Auf Anfrage deshalb :

Im Wesentlichen haben wir es bei der Vorverstärkerröhren nur mit 2 Typen zu tun :


  • ECC83/12AX7/7025/ 5751: Die Röhre ist quasi per Definition für hochverstärkende NF- Verstärkerschaltungen gemacht. Gedacht ist sie dafür, in maximal 2 Etappen ( also innerhalb einer Röhre ) kleinste Signalpegel auf ein Niveau zu bringen, mit welchem man mit einer weiteren (niederohmigen) Röhre wie der ECC82, welche nur noch wenig Spannungsverstärkung macht, Endstufenröhren mit prinzipbedingt größeren Gitterkapazitäten ansteuern kann.
  • ECC82/ 12AU7/6189: Das Röhre ist ganz klar als niederohmiger Treiber. Toleranzen in den Systemkapazitätenn spielen hier (eingedenk des geplanten Anwendungsfrequenzbereiches und der Niederohmigkeit) nicht die Rolle wie bei einer Röhre für Tuner wie der ECC81. Allerdings ist für NF-(Treiber)-Anwendungen im Interesse niedriger Verzerrungen eine nicht zu große Abhängigkeit des Durchgriffs und der Steilheit von der Anodenspannung von Vorteil - und in einer Treiberstufe haben wir (anders als in einem Tuner) leicht mal eine Anodenspannungsvariation von 50[Vss] oder mehr. Da die Rohre manchmal auch in Stereoschaltungen verwendet wird sollten die Abweichungen zwischen den beiden Triodensystemen gering sein.

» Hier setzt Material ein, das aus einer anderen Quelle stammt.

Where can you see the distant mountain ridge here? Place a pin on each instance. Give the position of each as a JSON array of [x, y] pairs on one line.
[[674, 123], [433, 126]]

  • Sozusagen außer Konkurenz ... ECC81/ 12AT7/6201: Diese Röhre war originär nie für NF-Zwecke vorgesehen, sondern als HF-Doppeltriode, in klassischen NF Verstärkern wird diese Röhre nicht eingesetzt, lediglich in neuerer Zeit wird diese Röhre ( wie auch die ECC88) in NF Schaltungen eingesetzt. Damit so eine HF-Röhre ohne Neuabgleich ausgetauscht werden kann, müssen die Kapazitäten eng toleriert sein und die Vorstufensektion muß in Interesse hoher Rauscharmut recht große Anodenströme reproduzierbar können .Andre Dinge wie Mikrofoniearmut etc. spielen keine große Rolle.

Die ECC83 war nie dafür gemacht, Endstufentrioden direkt anzusteuern, da hier die Lastkapazitäten viel zu hoch für die hochohmige Röhre sind. Aber sie macht viel Spannungsverstärkung in Vorstufen - und durch kann sie stark gegengekoppelt werden, wodurch Streuungen des Parameters µ auf die wirkliche Stufenverstärkung keine Auswirkung haben -was in Stereogeräten im Sinne des Gleichlaufs der beiden Kanäle wichtig ist.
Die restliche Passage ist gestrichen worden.